Overall, synchronous technology in CAD software streamlines the design process by offering more flexibility, speed, and simplicity in model creation and modification. It empowers designers and engineers to focus more on creativity and innovation, rather than being bogged down by technical constraints.

Synchronous modeling

Synchronous modeling is an approach used in Computer-Aided Design (CAD) software that allows for the direct manipulation and editing of 3D geometry without being bound by the history or construction order of the model. It enables users to make changes to the geometry of a model more flexibly and intuitively, offering real-time feedback and preserving design intent. Synchronous modeling allows users to directly modify the geometry of a model without needing to follow a predefined sequence of operations or features. This means designers can easily move, resize, rotate, or otherwise manipulate faces, edges and vertices of the model without being constrained by its construction history.
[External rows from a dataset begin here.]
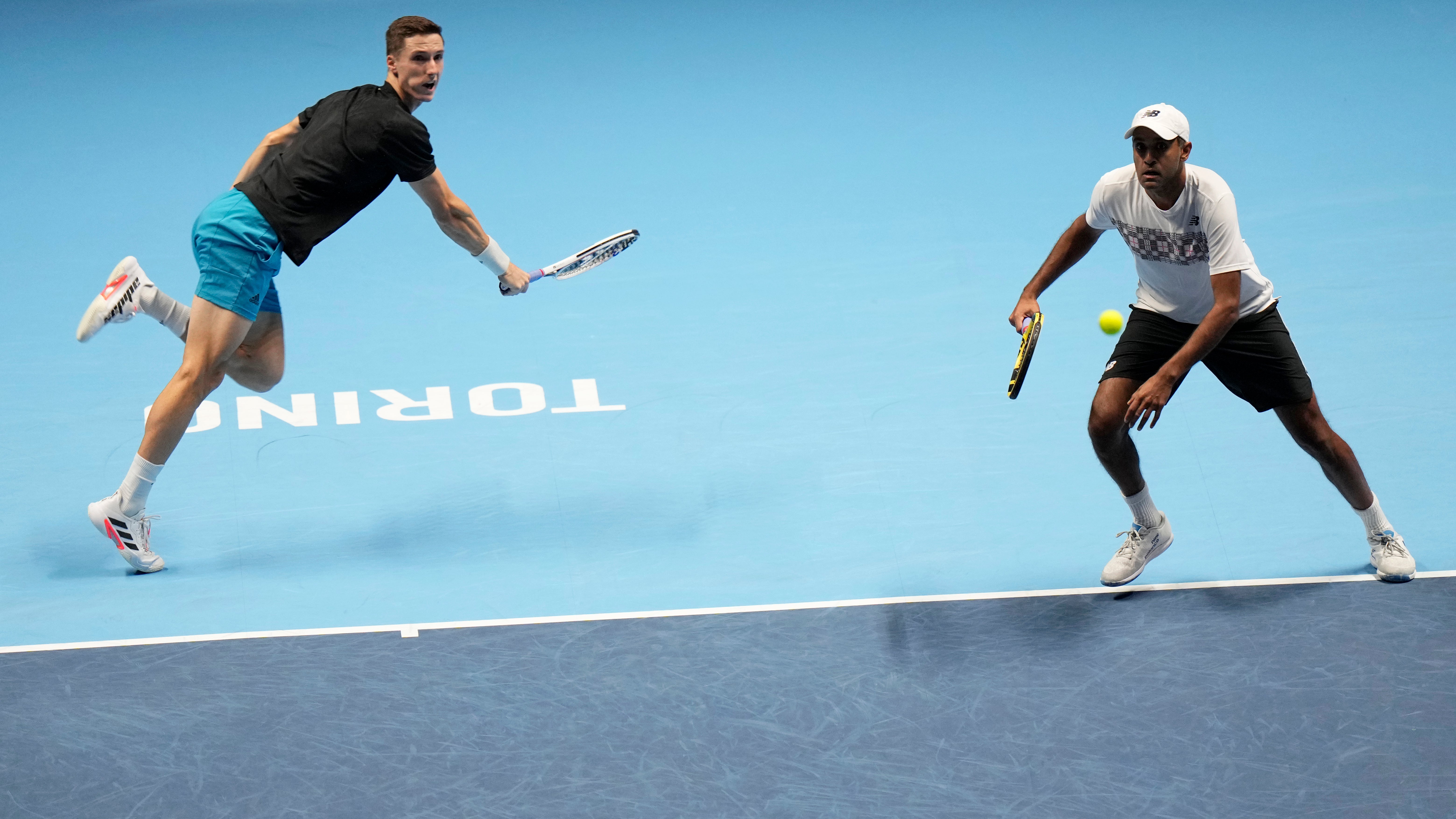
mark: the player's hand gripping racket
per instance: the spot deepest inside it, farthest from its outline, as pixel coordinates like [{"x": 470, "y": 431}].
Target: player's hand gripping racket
[
  {"x": 1029, "y": 345},
  {"x": 590, "y": 258}
]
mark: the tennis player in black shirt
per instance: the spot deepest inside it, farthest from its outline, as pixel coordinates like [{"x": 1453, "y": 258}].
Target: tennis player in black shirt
[{"x": 302, "y": 184}]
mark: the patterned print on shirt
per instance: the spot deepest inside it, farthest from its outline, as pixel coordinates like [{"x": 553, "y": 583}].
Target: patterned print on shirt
[{"x": 1154, "y": 245}]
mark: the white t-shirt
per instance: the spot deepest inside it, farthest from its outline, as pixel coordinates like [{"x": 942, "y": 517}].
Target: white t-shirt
[{"x": 1178, "y": 249}]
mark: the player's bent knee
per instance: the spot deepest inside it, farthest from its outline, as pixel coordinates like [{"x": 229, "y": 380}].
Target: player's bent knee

Key features of synchronous modeling

Real-time Feedback: As changes are made to the model, synchronous modeling provides immediate feedback, showing how modifications affect the overall design. This real-time feedback loop allows for quick iteration and evaluation, enabling designers to make informed decisions about design changes.

Intelligent Relationships: Synchronous modeling maintains intelligent relationships between different parts of the model. When modifications are made, surrounding geometry adjusts automatically to preserve design intent and ensure geometric integrity.
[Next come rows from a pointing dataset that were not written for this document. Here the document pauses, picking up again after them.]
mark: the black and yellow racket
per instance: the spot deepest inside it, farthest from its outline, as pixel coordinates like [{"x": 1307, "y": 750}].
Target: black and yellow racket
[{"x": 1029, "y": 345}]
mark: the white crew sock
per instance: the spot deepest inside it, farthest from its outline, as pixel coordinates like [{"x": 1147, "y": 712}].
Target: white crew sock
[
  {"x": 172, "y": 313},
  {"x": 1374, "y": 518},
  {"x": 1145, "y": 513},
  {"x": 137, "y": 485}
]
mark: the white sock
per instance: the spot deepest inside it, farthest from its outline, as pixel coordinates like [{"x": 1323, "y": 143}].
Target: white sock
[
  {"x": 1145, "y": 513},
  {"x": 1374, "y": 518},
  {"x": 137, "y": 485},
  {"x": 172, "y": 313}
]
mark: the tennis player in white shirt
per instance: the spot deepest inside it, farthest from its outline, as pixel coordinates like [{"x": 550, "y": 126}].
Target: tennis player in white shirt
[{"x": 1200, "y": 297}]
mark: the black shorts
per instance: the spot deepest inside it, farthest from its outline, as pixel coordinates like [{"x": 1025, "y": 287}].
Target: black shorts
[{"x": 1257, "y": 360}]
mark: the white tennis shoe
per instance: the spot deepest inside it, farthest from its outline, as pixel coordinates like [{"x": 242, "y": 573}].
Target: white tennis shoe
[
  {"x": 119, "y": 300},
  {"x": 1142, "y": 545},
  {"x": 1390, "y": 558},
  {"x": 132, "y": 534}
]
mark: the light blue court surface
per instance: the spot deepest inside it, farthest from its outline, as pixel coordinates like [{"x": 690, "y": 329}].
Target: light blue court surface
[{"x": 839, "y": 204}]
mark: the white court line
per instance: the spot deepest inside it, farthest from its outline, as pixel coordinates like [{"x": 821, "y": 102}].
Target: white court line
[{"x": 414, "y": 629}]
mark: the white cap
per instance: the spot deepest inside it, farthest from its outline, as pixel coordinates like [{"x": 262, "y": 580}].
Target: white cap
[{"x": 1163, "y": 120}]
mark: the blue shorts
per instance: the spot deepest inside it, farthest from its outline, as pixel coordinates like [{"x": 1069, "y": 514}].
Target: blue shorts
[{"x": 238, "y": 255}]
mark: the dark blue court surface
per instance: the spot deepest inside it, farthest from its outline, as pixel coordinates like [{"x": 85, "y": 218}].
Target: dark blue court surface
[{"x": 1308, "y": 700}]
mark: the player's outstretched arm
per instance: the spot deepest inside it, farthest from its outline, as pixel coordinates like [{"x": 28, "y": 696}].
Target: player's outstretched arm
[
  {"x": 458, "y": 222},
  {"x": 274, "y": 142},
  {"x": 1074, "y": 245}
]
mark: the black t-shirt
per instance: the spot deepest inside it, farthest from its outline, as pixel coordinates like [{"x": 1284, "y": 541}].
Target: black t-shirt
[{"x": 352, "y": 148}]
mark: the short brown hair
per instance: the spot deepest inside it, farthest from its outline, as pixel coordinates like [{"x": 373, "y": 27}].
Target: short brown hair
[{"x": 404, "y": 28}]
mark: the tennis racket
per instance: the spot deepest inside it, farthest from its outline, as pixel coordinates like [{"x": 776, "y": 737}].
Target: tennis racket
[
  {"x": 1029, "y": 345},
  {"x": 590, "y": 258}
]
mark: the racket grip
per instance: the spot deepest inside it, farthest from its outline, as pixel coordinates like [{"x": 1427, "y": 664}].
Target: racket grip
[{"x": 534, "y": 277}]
Geometry Reuse and Interoperability: Synchronous modeling facilitates the editing of imported geometry from other CAD systems. Designers can directly edit and modify imported models without needing to recreate them from scratch, improving interoperability and saving time.

Mixed Modeling Approach: Synchronous modeling can be used alongside traditional history-based modeling techniques. This flexibility allows designers to choose the most appropriate method for each specific task, optimizing workflow efficiency.

Difference between synchronous modeling and synchronous technology

"Synchronous modeling" and "Synchronous technology" are closely related terms often used interchangeably, but they refer to slightly different concepts within the realm of Computer-Aided Design (CAD) software.

Synchronous modeling

  • Synchronous modeling refers specifically to the approach or methodology used to directly manipulate and edit 3D geometry within a CAD environment.
  • It emphasizes the ability to make changes to the geometry of a model without being constrained by its construction history or feature order.
  • Synchronous modeling allows for direct editing of geometric elements such as faces, edges, and vertices, providing real-time feedback and preserving design intent.

Synchronous technology

  • Synchronous technology, on the other hand, encompasses a broader set of functionalities and capabilities within CAD software.
  • It includes not only the direct editing and manipulation of geometry but also various supporting features and tools that enhance the design and engineering process.
  • Synchronous technology may involve intelligent relationships between different parts of a model, interoperability with other CAD systems, mixed modeling approaches (integrating synchronous modeling with history-based modeling), and other related functionalities.

In essence, synchronous modeling is a specific aspect or application of synchronous technology within CAD software. Synchronous technology encompasses a wider range of features and functionalities beyond just the direct manipulation of geometry, although synchronous modeling is often a central component of these capabilities. Both can be found in Siemens Solid Edge or Siemens NX X CAD software.